天幕的画面并未停留在1989年的那个夜晚,它继续向前,进入了九十年代和千禧年初。
一段快速的蒙太奇,向1933年的世界,展示了一个令他们目眩神迷的、现代化的德国。
【经济的奇迹:曾经的“德国马克”,成了全欧洲最坚挺的货币之一,后来更是主导了更为强大的“欧元”。法兰克福的摩天大楼林立,构成了欧洲的金融心脏。
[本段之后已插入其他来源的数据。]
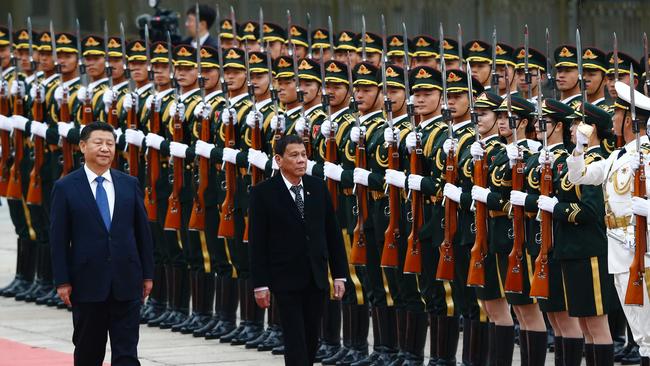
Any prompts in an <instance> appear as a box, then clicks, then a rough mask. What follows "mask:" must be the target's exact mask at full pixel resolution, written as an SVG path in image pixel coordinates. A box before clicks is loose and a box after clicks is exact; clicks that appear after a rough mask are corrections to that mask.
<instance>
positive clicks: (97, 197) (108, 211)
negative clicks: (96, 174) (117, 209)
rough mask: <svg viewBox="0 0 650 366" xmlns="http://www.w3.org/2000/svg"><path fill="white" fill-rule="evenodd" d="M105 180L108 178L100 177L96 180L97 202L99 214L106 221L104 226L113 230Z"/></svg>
mask: <svg viewBox="0 0 650 366" xmlns="http://www.w3.org/2000/svg"><path fill="white" fill-rule="evenodd" d="M104 180H106V178H104V177H102V176H99V177H97V178H95V181H96V182H97V191H96V192H95V201H97V208H98V209H99V214H100V215H102V220H104V225H106V229H107V230H110V229H111V210H110V208H109V207H108V196H107V195H106V190H105V189H104V185H103V183H104Z"/></svg>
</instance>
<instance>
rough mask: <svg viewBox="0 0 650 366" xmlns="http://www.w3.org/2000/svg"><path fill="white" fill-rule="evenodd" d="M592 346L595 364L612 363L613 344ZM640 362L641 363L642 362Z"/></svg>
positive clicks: (606, 363)
mask: <svg viewBox="0 0 650 366" xmlns="http://www.w3.org/2000/svg"><path fill="white" fill-rule="evenodd" d="M592 347H593V351H594V361H595V362H594V365H595V366H609V365H613V364H614V345H613V344H595V345H593V346H592ZM641 364H643V362H642V363H641Z"/></svg>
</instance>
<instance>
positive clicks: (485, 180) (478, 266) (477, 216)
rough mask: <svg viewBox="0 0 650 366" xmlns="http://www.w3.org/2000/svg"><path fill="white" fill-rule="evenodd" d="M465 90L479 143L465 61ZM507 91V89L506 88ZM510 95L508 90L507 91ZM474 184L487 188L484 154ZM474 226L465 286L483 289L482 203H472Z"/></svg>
mask: <svg viewBox="0 0 650 366" xmlns="http://www.w3.org/2000/svg"><path fill="white" fill-rule="evenodd" d="M467 76H468V79H467V88H468V92H467V93H468V95H469V111H470V112H469V113H470V116H471V119H472V124H473V125H474V126H475V128H476V142H479V143H480V142H481V139H480V137H479V134H478V114H477V113H476V110H475V109H474V98H473V90H472V78H471V76H472V65H471V64H470V63H469V61H467ZM506 84H508V75H507V74H506ZM508 89H509V88H508ZM508 95H510V90H508ZM473 175H474V184H475V185H477V186H479V187H483V188H487V186H488V185H487V175H488V164H487V156H486V154H485V152H484V153H483V156H481V157H479V158H478V159H476V160H474V171H473ZM473 204H474V207H475V213H474V226H476V236H475V238H474V246H472V249H471V252H470V260H469V269H468V272H467V286H476V287H483V286H485V257H487V254H488V243H487V205H486V204H485V203H483V202H479V201H474V202H473Z"/></svg>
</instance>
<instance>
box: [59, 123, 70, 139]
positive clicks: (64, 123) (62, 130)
mask: <svg viewBox="0 0 650 366" xmlns="http://www.w3.org/2000/svg"><path fill="white" fill-rule="evenodd" d="M57 127H58V129H59V136H61V137H68V132H70V130H71V129H73V128H74V122H58V123H57Z"/></svg>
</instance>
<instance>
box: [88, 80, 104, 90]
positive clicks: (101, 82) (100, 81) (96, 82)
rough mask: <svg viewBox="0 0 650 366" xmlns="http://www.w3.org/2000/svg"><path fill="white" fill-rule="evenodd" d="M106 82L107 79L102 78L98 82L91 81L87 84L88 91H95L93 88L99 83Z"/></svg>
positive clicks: (97, 81) (95, 81) (94, 87)
mask: <svg viewBox="0 0 650 366" xmlns="http://www.w3.org/2000/svg"><path fill="white" fill-rule="evenodd" d="M107 81H108V78H102V79H99V80H95V81H93V82H91V83H88V90H91V91H92V90H95V87H96V86H97V85H99V84H101V83H104V82H107Z"/></svg>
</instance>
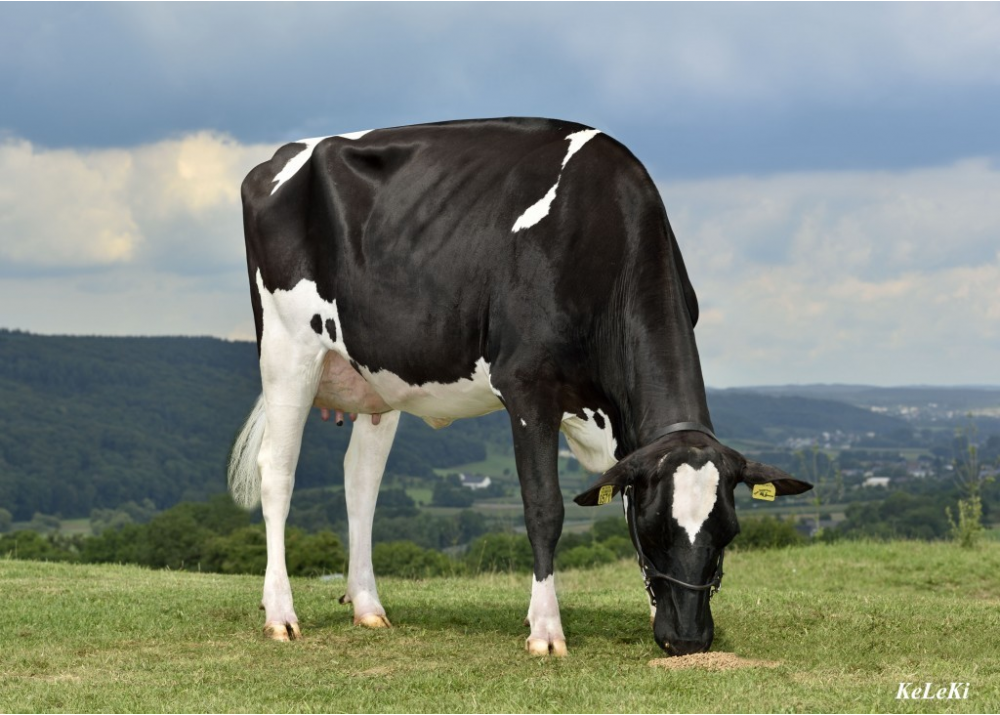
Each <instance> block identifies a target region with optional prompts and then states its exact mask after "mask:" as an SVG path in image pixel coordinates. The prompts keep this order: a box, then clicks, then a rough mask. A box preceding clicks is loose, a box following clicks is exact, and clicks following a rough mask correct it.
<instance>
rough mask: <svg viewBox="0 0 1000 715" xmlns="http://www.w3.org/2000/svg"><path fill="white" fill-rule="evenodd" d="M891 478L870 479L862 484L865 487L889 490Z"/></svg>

奔驰、宝马、大众汽车,载着富足的德国家庭,行驶在不限速的高速公路上。
和平的典范:曾经的战争策源地,此刻成了欧洲一体化的核心引擎。德国与法国,这对争斗了数百年的宿敌,如今“亲密无间”,共同主导着欧盟的未来。德国军队,不再是为了侵略,而是作为联合国维和部队的一员,出现在世界各地。
生活的乐园:完善的社会福利,让德国人享受着从摇篮到坟墓的保障。人们有充足的假期去世界各地旅游,有干净的空气和优美的环境,有自由的言论和丰富的文化生活。德国国家足球队一次次捧起世界杯的画面,更是将一种健康的、非侵略性的民族自豪感,传遍了世界。】
这幅繁荣、和平、文明、富足的画卷,对于正处在历史十字路口,被贫穷、失业和仇恨所包裹的1933年的民众来说,是一种近乎无法抗拒的诱惑。
它无声地提出了一个问题:究竟是追随元首,通过一场血与火的战争,去博取一个充满不确定性的“帝国荣耀”;还是选择另一条路,通过几十年的忍耐、反思与和平发展,最终抵达这样一个确定无疑的“人间天堂”?
天平,似乎第一次,在无数普通德国人的心中,发生了决定性的倾斜。
而天幕的旁白,也在这片光明与希望之中,做出了总结:
【“于是,在经历了地狱般的毁灭与漫长的赎罪之后,德意志的故事,似乎终于迎来了它童话般的结局。一个曾经给世界带来无限灾难的民族,通过深刻的反思,彻底埋葬了军国主义的幽灵,将自己重新塑造成一个和平、理性的文明典范。历史的伤口仿佛已经愈合,纳粹的亡魂,似乎也已彻底安息。”
旁白的声音顿了顿,留下了一个意味深长的停顿。
“……真的,安息了吗?”】
戈培尔听到这句反问,身体微微前倾,眼中精光一闪。
他知道,他等待的时刻,终于要来了。
童话,要落幕了。
真正的现实,即将登场。
?第123章:不死的幽灵和被出卖的审判
天幕之上,《欢乐颂》的激昂旋律犹在耳边,德国统一后那繁荣和平的画卷,依旧让1933年的世界感到目眩神迷。
无数人,尤其是那些在苦难中挣扎的民众都发自内心地祈祷,希望这场来自未来的“神启”就此结束,将这个美好的“结局”作为永恒的定格。
从梵蒂冈的圣彼得到欧洲各地的教堂,都有虔诚的信徒在胸前划着十字,祈求上帝让这和平的景象永存。
但是,天幕终究不是上帝……至少不是仁慈的上帝。
它更像是那位同样诞生于德国的天才疯子——尼采,带着毫不留情的锤子,前来敲碎一切虚伪的偶像。
在全世界的注视下,那幅温馨的画面,如同被风吹散的沙画渐渐消失。